Erste Kritiker meldeten sich schon kurz nach Spahns Vorstoß zu Wort. „Die Widerspruchslösung missachtet das Selbstbestimmungsrecht der Bürgerinnen und Bürger und verkehrt die freie Entscheidung, Organe zu spenden, damit ins Gegenteil“, erklärte die gesundheitspolitische Sprecherin der FDP, Christine Aschenberg-Dugnus. „Es mangelt nicht am Willen der Bürger, sondern am Organisationsablauf in den Kliniken.“

Auch die Grünen-Gesundheitspolitikerin Kirsten Kappert-Gonther forderte, zunächst die Abläufe in den Krankenhäusern zu verbessern. „Das hilft allen Menschen, die händeringend auf ein Organ warten, bedeutend mehr, als alle Menschen pauschal zu Organspendern zu erklären“, sagte sie.

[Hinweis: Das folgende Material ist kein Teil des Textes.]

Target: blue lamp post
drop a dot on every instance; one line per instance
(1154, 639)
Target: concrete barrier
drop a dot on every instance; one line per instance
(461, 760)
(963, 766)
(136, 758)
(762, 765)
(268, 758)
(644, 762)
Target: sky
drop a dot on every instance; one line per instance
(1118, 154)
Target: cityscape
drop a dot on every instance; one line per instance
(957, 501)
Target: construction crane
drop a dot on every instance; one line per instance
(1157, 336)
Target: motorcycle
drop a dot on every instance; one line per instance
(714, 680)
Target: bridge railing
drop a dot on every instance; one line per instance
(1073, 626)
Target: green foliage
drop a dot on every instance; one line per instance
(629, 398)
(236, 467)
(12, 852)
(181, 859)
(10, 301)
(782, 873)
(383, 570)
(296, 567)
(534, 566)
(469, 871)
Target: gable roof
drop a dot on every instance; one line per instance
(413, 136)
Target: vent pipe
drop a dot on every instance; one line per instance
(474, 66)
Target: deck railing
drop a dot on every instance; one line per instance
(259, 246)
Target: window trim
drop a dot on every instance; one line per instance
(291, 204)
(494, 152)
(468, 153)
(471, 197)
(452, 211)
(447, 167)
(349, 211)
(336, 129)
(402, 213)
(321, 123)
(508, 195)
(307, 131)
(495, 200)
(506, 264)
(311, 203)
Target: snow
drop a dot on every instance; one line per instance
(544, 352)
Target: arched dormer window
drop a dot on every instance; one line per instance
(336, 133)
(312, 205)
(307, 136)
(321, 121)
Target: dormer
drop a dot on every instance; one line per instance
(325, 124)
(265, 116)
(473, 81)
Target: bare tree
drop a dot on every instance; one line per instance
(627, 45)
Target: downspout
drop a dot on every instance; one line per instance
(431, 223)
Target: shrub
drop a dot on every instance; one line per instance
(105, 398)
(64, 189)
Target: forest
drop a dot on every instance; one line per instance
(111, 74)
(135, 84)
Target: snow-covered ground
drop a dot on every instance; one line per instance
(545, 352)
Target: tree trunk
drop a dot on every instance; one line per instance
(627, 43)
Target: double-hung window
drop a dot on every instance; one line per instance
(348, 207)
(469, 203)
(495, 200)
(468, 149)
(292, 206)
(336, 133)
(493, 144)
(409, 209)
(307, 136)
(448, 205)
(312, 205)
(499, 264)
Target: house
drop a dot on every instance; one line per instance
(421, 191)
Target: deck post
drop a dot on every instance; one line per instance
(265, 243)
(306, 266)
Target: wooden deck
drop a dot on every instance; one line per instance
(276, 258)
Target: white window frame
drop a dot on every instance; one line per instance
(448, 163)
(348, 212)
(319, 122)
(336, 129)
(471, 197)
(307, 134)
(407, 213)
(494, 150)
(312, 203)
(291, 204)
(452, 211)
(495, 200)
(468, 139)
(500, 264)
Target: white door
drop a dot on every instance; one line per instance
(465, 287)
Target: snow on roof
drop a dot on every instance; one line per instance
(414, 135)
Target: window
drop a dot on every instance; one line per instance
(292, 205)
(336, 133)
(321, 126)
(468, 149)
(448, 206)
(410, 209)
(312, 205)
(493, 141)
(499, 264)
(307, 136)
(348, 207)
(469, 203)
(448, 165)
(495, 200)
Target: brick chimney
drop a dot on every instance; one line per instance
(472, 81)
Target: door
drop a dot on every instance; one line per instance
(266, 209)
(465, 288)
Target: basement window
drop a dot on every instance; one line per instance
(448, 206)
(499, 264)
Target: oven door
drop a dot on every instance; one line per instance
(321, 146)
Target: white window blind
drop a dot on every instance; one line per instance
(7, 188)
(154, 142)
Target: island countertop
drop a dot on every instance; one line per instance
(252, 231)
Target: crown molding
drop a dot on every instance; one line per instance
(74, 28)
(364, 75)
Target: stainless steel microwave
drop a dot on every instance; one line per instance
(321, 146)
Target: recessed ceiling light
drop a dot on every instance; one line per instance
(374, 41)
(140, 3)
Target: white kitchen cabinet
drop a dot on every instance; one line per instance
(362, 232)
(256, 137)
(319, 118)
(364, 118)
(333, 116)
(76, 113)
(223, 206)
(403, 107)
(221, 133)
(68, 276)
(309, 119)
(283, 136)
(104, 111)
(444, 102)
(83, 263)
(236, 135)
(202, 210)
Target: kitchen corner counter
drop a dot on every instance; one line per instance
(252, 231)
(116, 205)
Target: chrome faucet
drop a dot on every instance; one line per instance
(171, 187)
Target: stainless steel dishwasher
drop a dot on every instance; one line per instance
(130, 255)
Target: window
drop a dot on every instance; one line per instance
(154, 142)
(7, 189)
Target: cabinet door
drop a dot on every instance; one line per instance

Spahn ist auch auf diesem Feld aktiv. Vergangene Woche schickte er den Fraktionen von Union und SPD den Entwurf für ein Gesetz, das Hindernisse für Organspenden in deutschen Kliniken ausräumen soll.

Der Minister plant unter anderem, die Rolle von Transplantationsbeauftragten in Krankenhäusern zu stärken. Kliniken, in denen Organe entnommen werden, sollen bessere Vergütungen von den Krankenkassen erhalten.

Gerade kleineren Krankenhäusern ohne die nötige Expertise soll ein neuer Bereitschaftsdienst mit medizinischen Fachleuten helfen, die Voraussetzung für eine Organentnahme festzustellen: den endgültigen, nicht behebbaren Ausfall der Hirnfunktion.